How I was taught about the free market

The newspaper lay on his table. Yes, he still got the newspaper. I sipped my coffee and read the headline: Another soccer player dies of cardiac arrest.

“I’ve heard a lot about this lately. It’s weird that it’s happening so much. What is going on?”

“Near the end of the article it mentions that he had the vaccine shot four days ago.”

“Do you think that’s what caused it.”

Bob shrugged his shoulders. “We will never know.”

“Anyway, I read that the pharmaceutical companies don’t have any liability with the vaccine. Before this there were the big banking institutions that got propped up by the government. No one went to jail with all of their bad loans and predatory lending they did.” I shook my head. “People talk about the free market like it’s such a great thing. Maybe it isn’t.” I wasn’t pleased. In fact, I was downright mad. “The little guy always suffers at the expense of the big company fat cats.”

Bob rubbed his forehead. He didn’t give me that half smile like he usually would. I think he looked a bit annoyed. “That has nothing to do with a free market. In a free market, there would be consequences for poor outcomes for a bad service or product. That isn’t the market.” Bob brought the cup of coffee to his lips and sipped the coffee. “When you go to the grocery store and there are three of ten lanes open, people are waiting five deep in each lane. Then two cashiers open two more lanes, the people closest, and more than likely at the back of those lines swoop in to be the first at those two open spots. That’s how a free market works on a small scale. Those other lanes opening are like competition to other struggling checkout lanes.”

I wasn’t seeing it. I’m sure I looked puzzled. “How is that like the free market?”

Bob paused. I could tell he was searching for the words to make his point. “People will gravitate to what is the best option when more options are presented to them. Then, in the case of lanes in a grocery store, most of the people are better than they were prior to having less options.”

“What do you mean most people?”

“Well, the people still in the original lanes didn’t improve their situation, but.” He raised his pointer finger in the air to emphasize his next point. “The overall situation improved.”

I sat there and thought about what Bob just said.
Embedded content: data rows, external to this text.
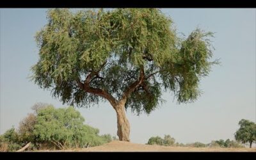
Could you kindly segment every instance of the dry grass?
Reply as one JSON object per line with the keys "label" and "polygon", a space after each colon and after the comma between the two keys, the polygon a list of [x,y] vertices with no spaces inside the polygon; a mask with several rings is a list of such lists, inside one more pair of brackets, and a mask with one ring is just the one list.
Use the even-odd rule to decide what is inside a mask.
{"label": "dry grass", "polygon": [[103,145],[88,148],[65,150],[39,150],[39,152],[256,152],[256,148],[166,147],[113,141]]}

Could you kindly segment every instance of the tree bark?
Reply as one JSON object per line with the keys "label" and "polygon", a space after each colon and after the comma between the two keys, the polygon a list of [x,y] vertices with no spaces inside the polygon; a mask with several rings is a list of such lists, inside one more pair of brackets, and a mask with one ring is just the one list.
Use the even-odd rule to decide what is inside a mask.
{"label": "tree bark", "polygon": [[124,104],[114,107],[117,116],[117,135],[120,141],[130,141],[130,124],[126,118]]}

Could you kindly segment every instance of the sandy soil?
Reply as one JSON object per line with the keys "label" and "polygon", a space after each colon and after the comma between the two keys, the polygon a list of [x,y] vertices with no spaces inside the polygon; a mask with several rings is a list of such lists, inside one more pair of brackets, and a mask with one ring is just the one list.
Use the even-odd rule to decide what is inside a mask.
{"label": "sandy soil", "polygon": [[[52,151],[40,150],[40,152]],[[223,148],[165,147],[113,141],[109,143],[95,147],[74,150],[55,150],[53,152],[256,152],[256,148]]]}

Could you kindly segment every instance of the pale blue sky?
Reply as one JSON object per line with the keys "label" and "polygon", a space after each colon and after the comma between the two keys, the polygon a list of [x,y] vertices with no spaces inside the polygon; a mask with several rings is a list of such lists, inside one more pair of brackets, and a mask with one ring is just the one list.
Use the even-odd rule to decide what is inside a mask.
{"label": "pale blue sky", "polygon": [[[0,9],[0,134],[12,125],[17,127],[36,102],[67,106],[27,78],[38,60],[34,36],[46,24],[46,10]],[[194,103],[178,105],[172,93],[165,93],[166,102],[148,116],[128,111],[132,142],[145,143],[151,136],[164,134],[182,143],[233,140],[241,119],[255,122],[255,11],[163,9],[186,35],[197,26],[216,32],[213,59],[221,58],[221,65],[202,79],[204,93]],[[100,134],[116,135],[116,113],[108,102],[79,111]]]}

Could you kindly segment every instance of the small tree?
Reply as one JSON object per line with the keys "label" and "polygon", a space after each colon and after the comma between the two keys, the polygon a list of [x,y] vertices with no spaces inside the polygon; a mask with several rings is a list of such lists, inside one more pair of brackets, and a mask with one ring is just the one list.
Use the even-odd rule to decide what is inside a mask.
{"label": "small tree", "polygon": [[159,136],[152,137],[149,138],[148,141],[148,145],[163,145],[164,144],[164,140],[163,140]]}
{"label": "small tree", "polygon": [[7,151],[15,151],[20,148],[22,145],[20,143],[19,134],[15,131],[14,127],[7,130],[2,136],[0,140],[1,147],[3,145],[7,145]]}
{"label": "small tree", "polygon": [[47,18],[36,36],[35,83],[72,106],[109,102],[121,141],[130,141],[125,109],[149,114],[163,102],[162,88],[179,102],[193,102],[200,79],[217,62],[209,61],[212,33],[196,29],[179,38],[157,9],[53,9]]}
{"label": "small tree", "polygon": [[249,142],[250,148],[252,143],[256,141],[256,124],[248,120],[242,119],[239,121],[240,128],[236,132],[235,138],[243,143]]}
{"label": "small tree", "polygon": [[20,140],[28,143],[35,142],[35,137],[33,134],[35,124],[36,123],[36,116],[33,113],[29,113],[19,124],[18,132],[20,135]]}
{"label": "small tree", "polygon": [[104,143],[99,129],[83,123],[84,119],[72,107],[55,109],[49,106],[38,111],[33,133],[40,143],[58,148],[88,147]]}

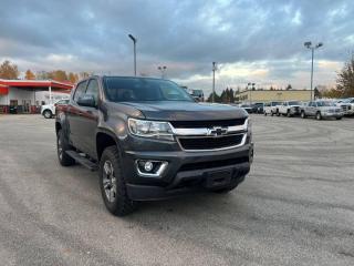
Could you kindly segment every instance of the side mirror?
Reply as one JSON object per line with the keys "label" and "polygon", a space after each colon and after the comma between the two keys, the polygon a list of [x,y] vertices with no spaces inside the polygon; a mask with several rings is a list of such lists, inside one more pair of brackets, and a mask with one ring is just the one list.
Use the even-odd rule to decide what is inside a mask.
{"label": "side mirror", "polygon": [[86,108],[96,108],[95,99],[90,94],[79,98],[77,104]]}

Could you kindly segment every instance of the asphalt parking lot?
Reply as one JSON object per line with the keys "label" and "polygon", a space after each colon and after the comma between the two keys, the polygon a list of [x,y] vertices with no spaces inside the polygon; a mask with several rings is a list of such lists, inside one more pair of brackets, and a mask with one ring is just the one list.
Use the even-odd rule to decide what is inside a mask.
{"label": "asphalt parking lot", "polygon": [[54,120],[0,115],[0,265],[354,265],[354,119],[252,124],[236,191],[118,218],[96,173],[59,165]]}

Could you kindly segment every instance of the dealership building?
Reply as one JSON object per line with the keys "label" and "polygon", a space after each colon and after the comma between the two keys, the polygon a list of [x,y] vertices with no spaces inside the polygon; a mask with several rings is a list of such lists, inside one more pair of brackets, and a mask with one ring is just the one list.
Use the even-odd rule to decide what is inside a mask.
{"label": "dealership building", "polygon": [[310,90],[246,90],[235,95],[236,102],[310,101]]}
{"label": "dealership building", "polygon": [[72,83],[0,79],[0,113],[39,113],[41,105],[67,99]]}

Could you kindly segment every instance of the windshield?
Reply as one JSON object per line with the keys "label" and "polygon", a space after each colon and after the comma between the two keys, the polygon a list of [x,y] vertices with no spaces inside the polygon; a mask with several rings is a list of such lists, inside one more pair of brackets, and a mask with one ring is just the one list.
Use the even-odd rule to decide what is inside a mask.
{"label": "windshield", "polygon": [[108,76],[104,79],[104,84],[105,94],[112,102],[192,102],[192,99],[184,89],[167,80]]}
{"label": "windshield", "polygon": [[335,106],[333,102],[317,102],[317,106]]}

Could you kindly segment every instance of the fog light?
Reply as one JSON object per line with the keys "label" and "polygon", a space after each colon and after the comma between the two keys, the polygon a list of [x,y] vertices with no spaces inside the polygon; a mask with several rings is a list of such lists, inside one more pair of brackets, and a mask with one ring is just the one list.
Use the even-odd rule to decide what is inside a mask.
{"label": "fog light", "polygon": [[146,172],[150,172],[154,167],[154,164],[150,162],[150,161],[147,161],[145,164],[144,164],[144,170]]}
{"label": "fog light", "polygon": [[136,160],[138,175],[147,177],[159,177],[166,170],[168,163],[165,161]]}

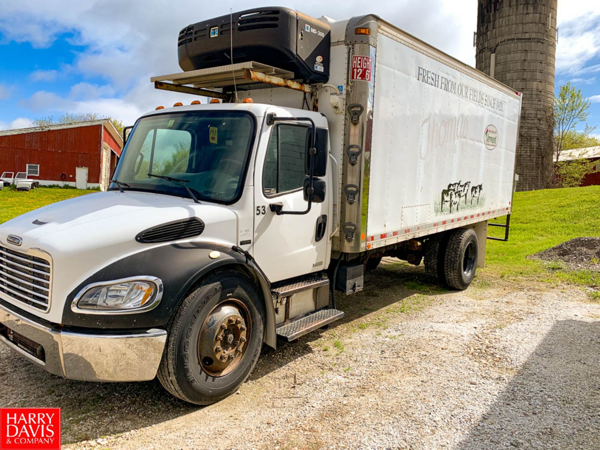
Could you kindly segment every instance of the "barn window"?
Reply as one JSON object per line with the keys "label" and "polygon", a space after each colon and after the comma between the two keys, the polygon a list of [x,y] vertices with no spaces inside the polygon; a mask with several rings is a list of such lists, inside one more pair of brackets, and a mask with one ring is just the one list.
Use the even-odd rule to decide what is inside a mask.
{"label": "barn window", "polygon": [[40,164],[27,164],[27,176],[40,176]]}

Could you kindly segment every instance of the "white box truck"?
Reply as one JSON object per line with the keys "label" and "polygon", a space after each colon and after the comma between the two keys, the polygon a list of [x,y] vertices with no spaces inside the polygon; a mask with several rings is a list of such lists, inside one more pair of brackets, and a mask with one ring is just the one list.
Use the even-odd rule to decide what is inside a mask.
{"label": "white box truck", "polygon": [[371,15],[245,11],[178,53],[155,86],[210,103],[140,118],[108,191],[0,226],[5,344],[206,404],[263,343],[340,319],[384,255],[469,286],[511,212],[518,93]]}

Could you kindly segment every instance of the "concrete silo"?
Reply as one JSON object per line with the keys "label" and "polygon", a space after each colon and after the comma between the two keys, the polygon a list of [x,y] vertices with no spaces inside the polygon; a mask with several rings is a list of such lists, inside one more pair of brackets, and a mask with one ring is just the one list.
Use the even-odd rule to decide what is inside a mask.
{"label": "concrete silo", "polygon": [[517,189],[551,179],[557,0],[478,0],[478,69],[523,92]]}

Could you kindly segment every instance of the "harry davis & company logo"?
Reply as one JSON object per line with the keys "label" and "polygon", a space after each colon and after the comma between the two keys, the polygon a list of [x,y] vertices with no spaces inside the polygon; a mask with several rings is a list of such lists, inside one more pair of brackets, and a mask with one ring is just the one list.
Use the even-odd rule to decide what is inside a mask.
{"label": "harry davis & company logo", "polygon": [[60,408],[0,408],[0,450],[60,448]]}
{"label": "harry davis & company logo", "polygon": [[493,150],[498,145],[498,129],[493,125],[488,125],[485,127],[484,145],[488,150]]}

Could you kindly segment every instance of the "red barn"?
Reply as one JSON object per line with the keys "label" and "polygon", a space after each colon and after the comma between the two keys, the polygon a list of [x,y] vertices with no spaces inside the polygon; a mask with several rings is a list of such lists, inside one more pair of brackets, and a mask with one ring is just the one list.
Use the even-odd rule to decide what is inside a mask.
{"label": "red barn", "polygon": [[[104,190],[123,148],[108,119],[0,131],[0,173]],[[85,188],[85,187],[84,187]]]}
{"label": "red barn", "polygon": [[597,147],[584,147],[572,150],[563,150],[560,152],[559,161],[574,161],[586,160],[595,163],[593,171],[583,177],[580,186],[593,186],[600,185],[600,146]]}

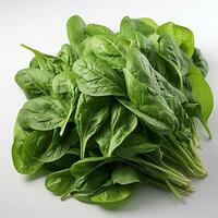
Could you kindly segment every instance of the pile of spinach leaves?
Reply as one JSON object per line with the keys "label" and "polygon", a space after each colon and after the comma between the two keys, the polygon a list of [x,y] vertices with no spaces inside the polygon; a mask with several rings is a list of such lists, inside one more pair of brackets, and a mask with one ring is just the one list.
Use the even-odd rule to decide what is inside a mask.
{"label": "pile of spinach leaves", "polygon": [[27,97],[12,146],[15,169],[50,171],[46,187],[62,199],[118,203],[138,183],[177,198],[207,172],[198,156],[197,118],[213,95],[189,28],[123,17],[120,32],[69,19],[57,56],[34,53],[15,81]]}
The overall situation improving but not everyone’s situation. “For those people that are now at the back of the line of the original…are they a metaphor for the people who don’t make it and are the stories that are reported on by the media?”

Bob nodded his head. “The other thing that happens to those waiting at the back of the original lines, a couple of them will be scanning the other lanes and take advantage of a better circumstance.”

“Are those the people whose lives are improved by the free market but otherwise would’ve not been able to take advantage of more options. What about the others? The ones still at the end of the original lanes.”

“Those are the people the media talks about.”

That example started to shed some light on a market working. The room grew quiet, the only thing heard was the ticking of the clock on the far wall. Bob didn’t have anything further to add and I searched for another example that further solidified Bob’s example. I thought about the internet. That was a free market, or at I think it is but it’s so big I wasn’t sure if it fit with Bob’s example. “TV shows.” Bob glanced at me and then my cup, noticed I was out of coffee so he poured coffee into my cup until I placed my hand near the top of the cup. “TV shows. They’re like your example of the free market with grocery store shopping lanes.”

“How so?”

Bob had a very old tv that you changed channels by turning a knob. “At one time I thought that TV shows had seen their golden age. Network TV had grown stale. The networks had turned their attention to reality tv. Probably because they were relatively cheap and easy to make. Not too long ago the phenomenon of streaming TV grew. Netflix, Apple TV+, Disney+, Hulu and probably a bunch more that I’m not thinking of right now. They opened up just an amazing array of new shows. Some aren’t that good but others are great. It created more lanes, probably different kind of lanes, sort of like the self-checkout lanes at the grocery store.” I was excited. I found a real world example.

“Sounds similar. I don’t like those self-checkout lanes though.” He smiled.

“Me neither.” I sat a little while again. Letting my mind ponder that. “So the difference between these examples and the banks or pharmaceutical companies is that they get an implicit guarantee.”

“Yes. In a free market there is natural consequences for a poor product or service.”

“Failure.”

“Yes. Failure or stagnation.” He shrugged his shoulders. “You get a better outcome”

“Would this work for the medical field and education.”

“The free market would improve any area.”

I rested my back on the chair, and let what he said sink in. I knew I would think about it when I went to use services, especially services that don’t have a free market or much of one.